伝承への熱意触れる

 北上市の郷土芸能、鬼剣舞の団体の1年は「笠越し」という舞納めの儀式で締めくくる。5月から同市の北藤根鬼剣舞(伊藤大輝庭元)で踊りを習い始めた記者も先日参加し、1年間の感謝を込めた。

 何も知らなかった着任当初は「ニワモト」「カタナクルイ」と聞き慣れない言葉に戸惑った。鬼の踊りなので、赤面がリーダー格だと思い込み、ひたすらカメラを構えて追っていた。正しくは白面だ。

 素人ながらに勇壮さに引かれ、休日を使って通うことにした。毎練習後に襲われる筋肉痛や、ぎこちない動きを笑ってもらいながら初公演を目指し稽古中だ。

 2018年は団体創立100周年も重なった。一時は途絶えかけただけに、若者中心のメンバーの思いは熱い。素人の自分にも「この踊りはな…」「早く踊れるようになれよ」との本気の語りにビールも進んだ。
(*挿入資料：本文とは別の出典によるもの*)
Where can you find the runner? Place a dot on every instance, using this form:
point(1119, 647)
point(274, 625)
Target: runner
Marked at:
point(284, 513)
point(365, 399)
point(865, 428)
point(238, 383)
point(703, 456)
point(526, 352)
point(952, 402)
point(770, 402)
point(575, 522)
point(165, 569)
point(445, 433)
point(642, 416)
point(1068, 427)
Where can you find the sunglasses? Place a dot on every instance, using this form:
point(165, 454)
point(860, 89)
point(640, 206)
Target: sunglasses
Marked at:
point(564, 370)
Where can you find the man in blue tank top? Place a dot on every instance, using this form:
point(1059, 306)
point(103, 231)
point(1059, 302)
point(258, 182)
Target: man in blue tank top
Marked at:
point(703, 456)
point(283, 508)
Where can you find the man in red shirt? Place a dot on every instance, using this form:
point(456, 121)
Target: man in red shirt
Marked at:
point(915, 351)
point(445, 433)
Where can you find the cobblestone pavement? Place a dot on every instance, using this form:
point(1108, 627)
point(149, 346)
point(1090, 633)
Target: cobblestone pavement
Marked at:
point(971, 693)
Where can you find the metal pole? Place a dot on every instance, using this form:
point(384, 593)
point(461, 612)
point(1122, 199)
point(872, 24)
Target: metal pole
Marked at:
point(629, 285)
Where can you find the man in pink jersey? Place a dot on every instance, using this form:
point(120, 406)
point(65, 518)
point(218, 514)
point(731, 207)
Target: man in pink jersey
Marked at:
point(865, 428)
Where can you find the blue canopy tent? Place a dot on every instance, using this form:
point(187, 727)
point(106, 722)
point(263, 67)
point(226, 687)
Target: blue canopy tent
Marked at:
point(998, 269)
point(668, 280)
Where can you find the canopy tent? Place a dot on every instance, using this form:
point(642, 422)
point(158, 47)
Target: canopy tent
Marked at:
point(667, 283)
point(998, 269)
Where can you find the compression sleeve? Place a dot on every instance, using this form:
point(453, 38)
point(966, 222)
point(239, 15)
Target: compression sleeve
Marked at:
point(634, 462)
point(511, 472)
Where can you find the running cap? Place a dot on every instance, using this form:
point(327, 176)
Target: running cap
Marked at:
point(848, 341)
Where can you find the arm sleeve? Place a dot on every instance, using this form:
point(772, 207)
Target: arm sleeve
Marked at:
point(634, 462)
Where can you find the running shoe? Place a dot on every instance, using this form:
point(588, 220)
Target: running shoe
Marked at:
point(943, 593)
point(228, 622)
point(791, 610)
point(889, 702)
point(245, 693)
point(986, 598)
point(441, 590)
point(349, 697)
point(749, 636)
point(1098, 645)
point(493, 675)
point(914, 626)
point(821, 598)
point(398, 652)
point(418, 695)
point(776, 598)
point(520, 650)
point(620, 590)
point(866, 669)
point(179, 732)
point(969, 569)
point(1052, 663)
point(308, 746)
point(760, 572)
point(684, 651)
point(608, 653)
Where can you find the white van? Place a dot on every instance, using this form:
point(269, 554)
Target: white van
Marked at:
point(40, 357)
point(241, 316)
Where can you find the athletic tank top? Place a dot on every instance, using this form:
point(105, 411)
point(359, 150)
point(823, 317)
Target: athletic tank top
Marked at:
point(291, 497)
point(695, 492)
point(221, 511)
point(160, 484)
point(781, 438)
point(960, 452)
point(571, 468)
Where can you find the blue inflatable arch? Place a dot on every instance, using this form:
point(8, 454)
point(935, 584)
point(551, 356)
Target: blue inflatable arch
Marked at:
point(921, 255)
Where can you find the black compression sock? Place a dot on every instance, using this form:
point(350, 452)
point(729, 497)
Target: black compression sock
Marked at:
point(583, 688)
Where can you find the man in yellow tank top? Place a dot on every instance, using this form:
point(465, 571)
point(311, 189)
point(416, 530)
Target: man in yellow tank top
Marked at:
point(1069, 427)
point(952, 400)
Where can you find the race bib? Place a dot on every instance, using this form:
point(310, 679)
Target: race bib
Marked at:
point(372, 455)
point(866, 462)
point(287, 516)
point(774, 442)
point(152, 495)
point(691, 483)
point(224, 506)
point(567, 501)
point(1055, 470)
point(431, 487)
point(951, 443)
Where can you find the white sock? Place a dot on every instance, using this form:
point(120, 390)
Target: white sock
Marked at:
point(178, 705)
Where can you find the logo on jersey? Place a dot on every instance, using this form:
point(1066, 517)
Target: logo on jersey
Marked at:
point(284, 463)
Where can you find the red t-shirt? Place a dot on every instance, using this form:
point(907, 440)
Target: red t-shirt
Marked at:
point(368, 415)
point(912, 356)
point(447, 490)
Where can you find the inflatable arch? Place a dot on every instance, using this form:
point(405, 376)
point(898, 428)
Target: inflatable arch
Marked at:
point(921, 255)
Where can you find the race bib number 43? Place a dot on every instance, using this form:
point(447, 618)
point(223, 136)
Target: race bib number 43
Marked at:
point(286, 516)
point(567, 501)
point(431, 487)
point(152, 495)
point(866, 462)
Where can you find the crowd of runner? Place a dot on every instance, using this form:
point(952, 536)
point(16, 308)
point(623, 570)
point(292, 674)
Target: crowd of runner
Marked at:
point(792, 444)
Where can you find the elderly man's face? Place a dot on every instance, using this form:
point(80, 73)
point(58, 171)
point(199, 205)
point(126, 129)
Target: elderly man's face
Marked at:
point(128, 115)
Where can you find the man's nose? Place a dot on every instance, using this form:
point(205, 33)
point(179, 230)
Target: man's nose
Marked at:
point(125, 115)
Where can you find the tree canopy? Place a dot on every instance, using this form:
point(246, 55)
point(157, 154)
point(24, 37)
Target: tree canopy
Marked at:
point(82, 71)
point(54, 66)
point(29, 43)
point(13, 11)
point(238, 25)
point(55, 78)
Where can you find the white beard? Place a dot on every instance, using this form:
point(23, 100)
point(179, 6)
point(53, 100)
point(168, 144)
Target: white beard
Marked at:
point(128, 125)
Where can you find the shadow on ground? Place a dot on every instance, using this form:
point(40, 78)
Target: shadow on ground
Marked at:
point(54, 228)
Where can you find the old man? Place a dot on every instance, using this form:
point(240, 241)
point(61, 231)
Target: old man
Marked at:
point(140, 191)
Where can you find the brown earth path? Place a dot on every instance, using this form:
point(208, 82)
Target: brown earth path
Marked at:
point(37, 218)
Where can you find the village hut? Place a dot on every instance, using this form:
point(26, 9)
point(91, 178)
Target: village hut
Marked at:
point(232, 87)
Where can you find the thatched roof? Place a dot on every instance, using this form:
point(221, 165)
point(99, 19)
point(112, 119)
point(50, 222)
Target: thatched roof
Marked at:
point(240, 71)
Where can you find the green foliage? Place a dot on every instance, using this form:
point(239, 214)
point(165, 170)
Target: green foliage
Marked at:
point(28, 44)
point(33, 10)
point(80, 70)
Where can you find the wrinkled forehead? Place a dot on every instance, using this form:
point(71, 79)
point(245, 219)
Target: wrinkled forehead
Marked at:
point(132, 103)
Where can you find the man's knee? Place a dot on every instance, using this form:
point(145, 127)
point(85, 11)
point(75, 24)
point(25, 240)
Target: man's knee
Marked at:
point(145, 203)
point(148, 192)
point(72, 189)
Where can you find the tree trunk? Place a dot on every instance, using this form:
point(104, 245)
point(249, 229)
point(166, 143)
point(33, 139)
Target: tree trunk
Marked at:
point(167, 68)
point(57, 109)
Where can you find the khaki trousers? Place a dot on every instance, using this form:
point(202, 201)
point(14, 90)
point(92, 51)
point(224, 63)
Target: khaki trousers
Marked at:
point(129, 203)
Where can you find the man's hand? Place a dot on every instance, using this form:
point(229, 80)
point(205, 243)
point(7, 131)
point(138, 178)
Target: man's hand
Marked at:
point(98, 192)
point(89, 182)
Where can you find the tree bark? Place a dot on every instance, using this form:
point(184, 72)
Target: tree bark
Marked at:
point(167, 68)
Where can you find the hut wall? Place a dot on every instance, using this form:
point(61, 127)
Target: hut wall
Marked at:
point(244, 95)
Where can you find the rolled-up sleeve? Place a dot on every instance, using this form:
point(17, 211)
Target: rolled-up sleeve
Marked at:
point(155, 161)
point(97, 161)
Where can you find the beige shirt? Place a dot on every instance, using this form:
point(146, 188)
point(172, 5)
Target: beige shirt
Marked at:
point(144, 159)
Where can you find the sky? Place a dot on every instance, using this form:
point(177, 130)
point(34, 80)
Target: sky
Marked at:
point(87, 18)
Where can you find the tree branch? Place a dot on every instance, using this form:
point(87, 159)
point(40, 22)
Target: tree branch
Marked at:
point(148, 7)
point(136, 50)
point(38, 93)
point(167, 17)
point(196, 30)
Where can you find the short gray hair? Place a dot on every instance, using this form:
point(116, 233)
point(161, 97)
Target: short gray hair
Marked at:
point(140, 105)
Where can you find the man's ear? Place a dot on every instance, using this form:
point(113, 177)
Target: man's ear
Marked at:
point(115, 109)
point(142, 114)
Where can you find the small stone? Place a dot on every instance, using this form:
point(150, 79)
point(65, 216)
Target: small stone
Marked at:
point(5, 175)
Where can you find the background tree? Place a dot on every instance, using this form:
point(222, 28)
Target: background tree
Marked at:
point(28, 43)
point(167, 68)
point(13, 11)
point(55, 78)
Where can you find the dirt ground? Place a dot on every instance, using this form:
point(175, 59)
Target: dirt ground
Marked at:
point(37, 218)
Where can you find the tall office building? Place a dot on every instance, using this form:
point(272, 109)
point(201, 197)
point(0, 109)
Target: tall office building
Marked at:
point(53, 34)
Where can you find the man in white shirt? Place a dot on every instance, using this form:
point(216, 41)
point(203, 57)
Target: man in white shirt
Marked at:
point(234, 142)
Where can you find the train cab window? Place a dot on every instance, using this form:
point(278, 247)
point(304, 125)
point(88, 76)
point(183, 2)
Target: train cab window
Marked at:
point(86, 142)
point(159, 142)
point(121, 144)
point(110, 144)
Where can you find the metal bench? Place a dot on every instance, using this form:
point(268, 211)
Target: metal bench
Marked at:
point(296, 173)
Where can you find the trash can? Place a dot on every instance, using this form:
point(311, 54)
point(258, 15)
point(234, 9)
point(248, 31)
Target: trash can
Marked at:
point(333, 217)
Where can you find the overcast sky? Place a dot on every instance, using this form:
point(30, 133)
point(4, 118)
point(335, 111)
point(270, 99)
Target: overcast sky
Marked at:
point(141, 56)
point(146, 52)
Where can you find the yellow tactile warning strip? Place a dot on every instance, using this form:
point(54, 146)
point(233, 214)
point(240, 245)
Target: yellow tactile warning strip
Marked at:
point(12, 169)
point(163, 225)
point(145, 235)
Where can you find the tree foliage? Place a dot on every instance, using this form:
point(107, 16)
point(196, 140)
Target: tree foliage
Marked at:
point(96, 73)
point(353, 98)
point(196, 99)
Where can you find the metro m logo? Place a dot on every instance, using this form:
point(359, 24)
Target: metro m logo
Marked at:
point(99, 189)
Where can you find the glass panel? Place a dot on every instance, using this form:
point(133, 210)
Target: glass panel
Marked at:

 伝承の苦労を知った分、他団体の海外公演や全国大会出場の取材も自分のことのように喜べた。一方、市民俗芸能団体連合会(菅原晃会長)が今年行った調査で後継者不足が浮き彫りとなり、苦しい思いを続ける団体の現状も知った。

 伝統芸能が消える分だけ地域のつながりがなくなると言っても過言ではない。伝え続ける人たちの思いを応援し、また1年の締めくくりを笑顔で迎えたい。